SunSirs: CBAM Officially Takes Effect on January 1: Six Major Impacts and Responses for China's Steel Industry
January 07 2026 10:03:46     
The EU Carbon Border Adjustment Mechanism (CBAM) entered its transition period on October 1, 2023, and will be fully implemented starting January 1, 2026. By 2028, it is planned to expand to downstream steel-intensive products such as machinery, automotive components, and home appliances. This will have far-reaching implications for China's steel industry, compelling the sector toward low-carbon transformation. The impact will be most significant for long-process, high-emission enterprises, while short-process and low-carbon technology companies will see opportunities.
Six Major Impacts
First, increased steel export costs. CBAM implementation will raise China's steel export expenses. The EU's free carbon allowance allocation will decrease annually from 97.5% in 2026 to zero by 2034, requiring full carbon emission costs for EU-bound products thereafter.
Second, weakened product competitiveness. High-value-added steel products like plates dominate China's exports to the EU, primarily produced via long-process methods with higher carbon intensity. Rising export costs will erode these products' price advantage in the EU market, diminishing competitiveness.
Third, expanded scope of trade and compliance barriers. CBAM will extend beyond steel products to downstream items like screws, bolts, and nuts. EU clients are mandating full life-cycle carbon footprints and EPD (Environmental Product Declaration) statements. SMEs face insufficient data capabilities and rising compliance costs.
Fourth, pressure from carbon price differentials. China's carbon price differs significantly from the EU Emissions Trading System (EU ETS) price, with the latter being 4 to 14 times higher. The greater the price gap, the higher the CBAM costs.
Fifth, supply chain transmission and restructuring. Steel export costs will be passed upstream (to raw materials) and downstream (to automotive, machinery, and home appliances), driving up overall manufacturing costs.

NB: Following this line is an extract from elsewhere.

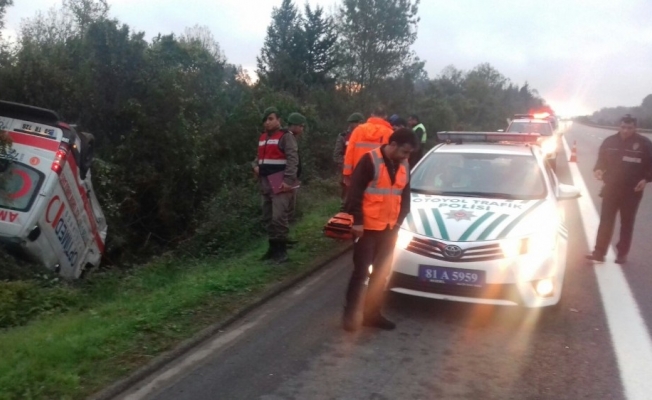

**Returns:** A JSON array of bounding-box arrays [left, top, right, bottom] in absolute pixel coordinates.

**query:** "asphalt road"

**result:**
[[114, 125, 652, 400]]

Loss of EU market share may force enterprises to optimize export structures (by increasing high-end, low-carbon products) and expand into emerging markets, or trigger capacity relocation to avoid tariffs.
Sixth, transformation opportunities and competitive differentiation. CBAM implementation will accelerate the shift to green electricity, drive investment in low-carbon technologies like electric arc furnace steelmaking and carbon capture, utilization, and storage (CCUS). Short-process, low-carbon certified products will command premiums, hastening the phase-out of high-emission capacity and boosting the steel industry's energy efficiency and carbon management capabilities.

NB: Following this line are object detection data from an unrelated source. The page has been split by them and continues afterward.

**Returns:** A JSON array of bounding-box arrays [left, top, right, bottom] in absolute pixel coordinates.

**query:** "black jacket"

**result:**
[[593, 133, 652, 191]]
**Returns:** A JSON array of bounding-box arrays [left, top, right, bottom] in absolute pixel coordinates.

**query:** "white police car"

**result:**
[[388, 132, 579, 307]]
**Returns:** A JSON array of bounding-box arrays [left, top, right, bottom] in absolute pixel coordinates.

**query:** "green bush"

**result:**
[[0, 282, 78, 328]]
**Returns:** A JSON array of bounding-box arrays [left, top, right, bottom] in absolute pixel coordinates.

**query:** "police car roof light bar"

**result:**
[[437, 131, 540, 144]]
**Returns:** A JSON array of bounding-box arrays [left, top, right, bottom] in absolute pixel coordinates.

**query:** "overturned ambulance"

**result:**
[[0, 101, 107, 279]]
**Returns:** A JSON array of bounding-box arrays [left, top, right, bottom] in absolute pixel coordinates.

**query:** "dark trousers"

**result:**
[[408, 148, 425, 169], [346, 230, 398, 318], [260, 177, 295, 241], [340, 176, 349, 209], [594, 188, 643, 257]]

Three Key Response Strategies
First, establish a carbon management system. Develop a product carbon emissions monitoring, reporting, and management system aligned with the EU's CBAM mechanism. Conduct carbon emissions data audits to avoid default values. Publish EPD reports and actively prepare environmental product declarations, enhancing data credibility through third-party certification to serve as a “green business card” for international markets. Participate in carbon market trading, actively engage in the national carbon emissions trading market, and reduce carbon costs through carbon quota trading.

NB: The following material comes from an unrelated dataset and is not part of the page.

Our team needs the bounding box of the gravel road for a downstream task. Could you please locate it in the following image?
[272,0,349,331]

Second, strengthen international cooperation. Promote mutual recognition by establishing internationally recognized EPD platforms, such as through communication and mutual acceptance with EPD platforms in Japan, Italy, Sweden, and other countries.
Third, optimize production processes. Develop guiding policies to support the development of electric arc furnace short-process steelmaking in eligible regions. Increase financial support for disruptive technologies like hydrogen metallurgy and CCUS.